Building Arched Toekicks

      Descriptions and images of tested techniques. September 9, 2004

Question
So far we have only done regular toe kicks on the few kitchens we have built. We are looking at some cabinets with arches on kicks. Do you build cabinets higher and make bottom of arch the usual 4 inches? Or just do regular 4 inch kick and have max height of say 3 inches at top of arch? Also, if doing an arch under cabinet like a sink, is it okay to have just a regular arch with true arch with one radius for the entire arch, or do most of you cheat and skew arch to sides to gain more toe kick height under the cabinet?

Forum Responses
(Cabinetmaking Forum)
From contributor P:
I had an entertainment center job a few years back for which the customer wanted arched kicks. I don't normally put kicks on entertainment centers, but she had a picture out of a magazine that inspired the design. Anyway, we set the kick between the end panels in 3" as normal. The bottom rail of the face frame was extended down to floor and the arch was cut out of the face frame.

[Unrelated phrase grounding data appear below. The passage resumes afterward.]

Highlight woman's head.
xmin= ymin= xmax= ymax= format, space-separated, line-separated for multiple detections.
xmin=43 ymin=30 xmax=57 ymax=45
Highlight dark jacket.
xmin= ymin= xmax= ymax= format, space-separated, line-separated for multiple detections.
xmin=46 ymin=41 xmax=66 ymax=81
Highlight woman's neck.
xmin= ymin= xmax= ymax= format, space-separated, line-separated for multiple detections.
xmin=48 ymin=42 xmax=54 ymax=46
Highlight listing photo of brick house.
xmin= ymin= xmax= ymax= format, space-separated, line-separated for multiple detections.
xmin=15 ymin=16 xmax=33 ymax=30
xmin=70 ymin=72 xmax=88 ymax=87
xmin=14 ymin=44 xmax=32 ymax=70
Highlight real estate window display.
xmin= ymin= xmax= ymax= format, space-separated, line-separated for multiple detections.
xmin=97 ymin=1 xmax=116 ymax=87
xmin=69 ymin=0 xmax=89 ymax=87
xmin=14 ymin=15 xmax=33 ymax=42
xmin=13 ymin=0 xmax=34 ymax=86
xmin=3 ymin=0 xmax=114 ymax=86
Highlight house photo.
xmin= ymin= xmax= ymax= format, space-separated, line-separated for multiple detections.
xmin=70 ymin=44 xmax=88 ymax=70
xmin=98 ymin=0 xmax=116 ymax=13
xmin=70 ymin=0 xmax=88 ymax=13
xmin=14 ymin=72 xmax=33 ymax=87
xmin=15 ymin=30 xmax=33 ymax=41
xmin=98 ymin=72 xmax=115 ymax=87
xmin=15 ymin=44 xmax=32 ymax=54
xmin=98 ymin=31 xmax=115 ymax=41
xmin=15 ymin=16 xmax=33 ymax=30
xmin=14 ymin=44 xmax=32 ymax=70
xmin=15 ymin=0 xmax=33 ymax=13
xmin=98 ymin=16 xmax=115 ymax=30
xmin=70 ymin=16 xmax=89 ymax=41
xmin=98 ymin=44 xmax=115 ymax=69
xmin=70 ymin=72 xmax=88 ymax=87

We did make an elliptical arch (which is the second part of your question) to allow more toe room.



From contributor T:
This is pretty popular in L.A. There's not really any hard rule for it. We've done straight radiuses, ellipses, French arches. Just draw it out for the client or make her sketch it and go for it. You can come all the way up to the underside of the deck; you can make the toeboard higher - whatever works.

We usually put a more or less standard toekick behind it so they don't have to clean way back under the cabinet, but not everybody wants that.

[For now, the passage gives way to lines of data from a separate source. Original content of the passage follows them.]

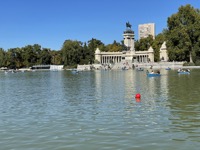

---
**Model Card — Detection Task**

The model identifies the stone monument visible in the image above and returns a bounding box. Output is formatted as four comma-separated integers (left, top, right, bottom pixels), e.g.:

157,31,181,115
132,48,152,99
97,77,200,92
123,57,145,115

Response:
123,22,135,52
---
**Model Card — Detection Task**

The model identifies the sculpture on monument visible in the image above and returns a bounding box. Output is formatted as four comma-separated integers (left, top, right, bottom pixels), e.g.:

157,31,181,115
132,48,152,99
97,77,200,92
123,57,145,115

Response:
126,21,132,29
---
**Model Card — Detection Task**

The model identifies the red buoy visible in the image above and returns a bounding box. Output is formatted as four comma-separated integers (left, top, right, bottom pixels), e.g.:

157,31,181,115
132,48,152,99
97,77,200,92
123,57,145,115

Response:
135,93,141,98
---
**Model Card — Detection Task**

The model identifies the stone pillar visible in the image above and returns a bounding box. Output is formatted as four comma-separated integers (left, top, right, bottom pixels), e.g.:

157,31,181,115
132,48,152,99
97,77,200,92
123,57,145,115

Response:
123,28,135,52
95,48,101,63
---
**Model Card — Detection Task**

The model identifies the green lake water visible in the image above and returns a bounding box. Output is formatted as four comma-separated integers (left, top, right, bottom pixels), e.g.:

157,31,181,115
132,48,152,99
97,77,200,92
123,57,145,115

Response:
0,69,200,150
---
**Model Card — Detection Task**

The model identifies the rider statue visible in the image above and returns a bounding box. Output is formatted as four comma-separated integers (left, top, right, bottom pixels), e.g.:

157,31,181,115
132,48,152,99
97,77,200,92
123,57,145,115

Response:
126,22,132,29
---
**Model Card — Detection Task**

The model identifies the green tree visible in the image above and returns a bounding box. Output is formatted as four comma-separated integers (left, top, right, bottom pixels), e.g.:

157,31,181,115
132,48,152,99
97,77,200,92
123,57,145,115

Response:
50,50,62,65
166,4,200,63
87,38,104,64
39,48,52,65
14,48,24,68
0,48,7,67
32,44,42,65
79,42,89,64
61,40,83,67
106,40,123,52
134,40,140,51
21,45,40,67
135,35,154,51
152,32,166,62
6,48,20,69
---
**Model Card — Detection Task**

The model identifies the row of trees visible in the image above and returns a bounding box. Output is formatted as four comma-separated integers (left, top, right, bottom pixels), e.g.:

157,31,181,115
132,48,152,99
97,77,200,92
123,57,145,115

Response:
1,4,200,69
0,39,123,69
61,39,125,68
0,44,62,69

Here is a sketch of the three types of arches. As I mentioned, you can leave the cabinet open underneath or put in a toekick to block off the back area.

Because the sizes rarely repeat, I don't keep any templates for any of this. I usually build the face frame, draw the arch, jigsaw and sand.

The Porter Cable sander with the drum sticking down through the bottom would be ideal for sanding these. I don't have one and I don't know what it's called, but I think I'll get one the next time I do this.




From contributor M:
Here's the way I usually do it.

Vanity by Michael Dugan



From contributor J:
Here is a cabinet I did about two years ago with the toe kick arched.




From contributor A:
What happens when it's cleaning time? Is the customer calling you to dismantle or lift the cabinet? Either you build furniture (removable) or cabinets (fastened) with a normal toekick.


From contributor J:
My cabinet has a toe kick behind the arch. It was painted black to look as if it was open - this way it makes cleaning a snap.


From contributor K:
In our Arts and Crafts style kitchens we use an arched kick and frame stiles sit hard on the ground. Question - when you level the cabinets at installation time, and have to shim up the front of a cabinet, what do you do about the gap between stile and floor?


From contributor T:
That's an issue, for sure. If you're sitting on the finish floor there's not much you can do to the front. This might be a good time to use leveler legs so you can manipulate the rear height. And check the floor for level when you're measuring the job.

Thinking back over this, it seems that almost every one of these we've done has been in a room with tile or pavers or some such, so we've been able to sit on a freshly done float.